In a multicenter, randomized, double-blind, placebo-controlled study in adult (aged 18-66 years) migraineurs, 530 patients were randomized to receive transdermal sumatriptan or a placebo patch and remained in the study until they had treated a single moderate to severe migraine attack or had gone 2 months without treatment. At baseline (before applying the study patch), patients recorded headache pain intensity and the presence or absence of migraine-associated symptoms, including nausea. The use of analgesic or anti-emetic rescue medications within 2 hours of patch activation was prohibited. Post-hoc analyses were conducted to assess the proportion of patients with nausea at baseline who experienced headache relief and who were free from nausea, photophobia, and phonophobia at 1 and 2 hours post-activation.
A total of 454 patients were included in the intent-to-treat population for efficacy analyses. Baseline demographic and migraine headache characteristics were generally similar between the treatment groups. In the overall study population, transdermal sumatriptan was significantly superior to placebo at 1 hour post-activation for pain relief (29% vs 19%, respectively; P < .0135) and freedom from nausea (71% vs 58%, respectively; P < .05) and at 2 hours post-activation for freedom from pain (18% vs 9%, respectively; P < .009), pain relief (53% vs 29%, respectively; P < .0001), freedom from nausea (84% vs 63% respectively; P < .001), freedom from photophobia (51% vs 36%, respectively; P < .0028), freedom from phonophobia (55% vs 39%, respectively; P < .0002); and freedom from migraine (16% vs 8%, respectively; P < .0135). In the post-hoc analysis, transdermal sumatriptan was markedly superior to placebo for pain relief and freedom from pain, nausea, photo-, and phonophobia at 1 and 2 hours post-activation.

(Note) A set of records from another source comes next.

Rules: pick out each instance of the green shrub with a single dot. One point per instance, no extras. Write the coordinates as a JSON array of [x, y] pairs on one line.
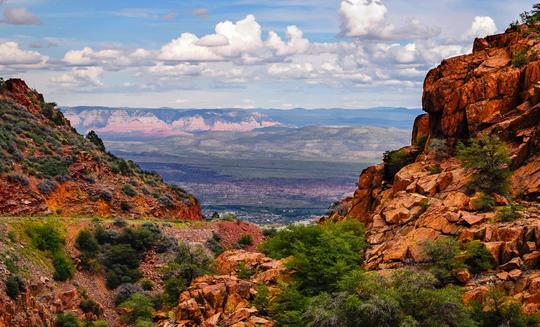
[[121, 262], [484, 202], [90, 306], [289, 306], [262, 299], [509, 213], [531, 17], [14, 286], [46, 236], [86, 243], [244, 272], [67, 320], [488, 159], [499, 310], [63, 267], [433, 170], [128, 190], [139, 309], [477, 257], [125, 206], [147, 285], [321, 253], [245, 241], [421, 141], [189, 263], [520, 58], [94, 138]]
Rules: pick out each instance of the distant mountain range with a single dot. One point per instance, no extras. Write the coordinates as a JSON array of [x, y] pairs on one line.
[[144, 123]]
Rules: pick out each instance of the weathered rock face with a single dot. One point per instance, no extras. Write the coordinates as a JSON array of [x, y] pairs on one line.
[[46, 167], [225, 300], [485, 92], [464, 97], [38, 305]]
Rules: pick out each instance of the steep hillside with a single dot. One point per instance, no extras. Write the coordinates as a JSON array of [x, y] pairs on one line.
[[46, 167], [423, 192]]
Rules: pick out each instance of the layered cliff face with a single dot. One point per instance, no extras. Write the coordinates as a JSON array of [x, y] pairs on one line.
[[493, 91], [46, 167]]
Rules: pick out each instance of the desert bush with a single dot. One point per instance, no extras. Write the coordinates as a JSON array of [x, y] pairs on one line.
[[94, 138], [147, 285], [531, 17], [189, 263], [90, 306], [128, 190], [121, 262], [139, 309], [125, 291], [320, 253], [421, 141], [45, 236], [17, 179], [63, 267], [120, 222], [67, 320], [244, 272], [47, 187], [488, 158], [245, 241], [483, 202], [87, 243], [14, 286], [262, 299], [167, 202], [214, 244], [497, 309]]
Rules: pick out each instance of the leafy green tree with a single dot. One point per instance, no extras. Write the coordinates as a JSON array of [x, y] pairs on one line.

Transdermal sumatriptan is superior to oral triptans for migraine patients whose baseline nausea causes them to delay or avoid acute treatment.

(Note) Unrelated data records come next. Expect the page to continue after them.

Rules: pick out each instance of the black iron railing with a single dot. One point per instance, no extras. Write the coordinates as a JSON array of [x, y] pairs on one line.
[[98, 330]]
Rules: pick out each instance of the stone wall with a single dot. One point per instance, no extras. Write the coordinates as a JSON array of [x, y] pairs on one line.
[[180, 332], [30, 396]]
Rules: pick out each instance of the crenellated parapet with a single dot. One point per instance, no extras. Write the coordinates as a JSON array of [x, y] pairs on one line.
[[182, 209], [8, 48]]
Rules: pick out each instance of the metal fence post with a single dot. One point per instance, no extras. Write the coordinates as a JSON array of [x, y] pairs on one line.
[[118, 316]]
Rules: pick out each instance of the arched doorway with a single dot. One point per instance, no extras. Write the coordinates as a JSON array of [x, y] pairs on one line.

评估曲坦透皮贴剂治疗伴有基线期恶心的偏头痛患者的疗效和安全性。
偏头痛相关的恶心和呕吐可能会因用药后呕吐导致药物延迟吸收、避免用药或药物不完全吸收,从而限制口服药物的急性治疗效果。
在一项多中心、随机、双盲、安慰剂对照的成年(18-66 岁)偏头痛患者研究中,530 例患者被随机分配接受曲坦透皮贴剂或安慰剂贴片治疗,直至他们单次治疗中度至重度偏头痛发作或 2 个月未治疗。在基线期(贴敷研究贴片前),患者记录头痛疼痛强度和偏头痛相关症状(包括恶心)的存在或不存在。在贴片激活后 2 小时内禁止使用镇痛药或止吐药进行解救治疗。进行事后分析以评估基线期有恶心的患者中,在贴片激活后 1 和 2 小时缓解头痛、无恶心、畏光和畏声的比例。
共有 454 例患者纳入疗效分析的意向治疗人群。治疗组的基线人口统计学和偏头痛头痛特征通常相似。在总体研究人群中,与安慰剂相比,曲坦透皮贴剂在激活后 1 小时时在缓解疼痛(分别为 29%和 19%;P<.0135)和无恶心(分别为 71%和 58%;P<.05)方面显著更优,在激活后 2 小时时在无疼痛(分别为 18%和 9%;P<.009)、缓解疼痛(分别为 53%和 29%;P<.0001)、无恶心(分别为 84%和 63%;P<.001)、无畏光(分别为 51%和 36%;P<.0028)、无畏声(分别为 55%和 39%;P<.0002)和无偏头痛(分别为 16%和 8%;P<.0135)方面显著更优。事后分析显示,在激活后 1 和 2 小时,曲坦透皮贴剂在缓解疼痛和无疼痛、恶心、畏光、畏声方面明显优于安慰剂。
与口服曲坦类药物相比,对于基线期恶心导致患者延迟或避免急性治疗的偏头痛患者,曲坦透皮贴剂更优。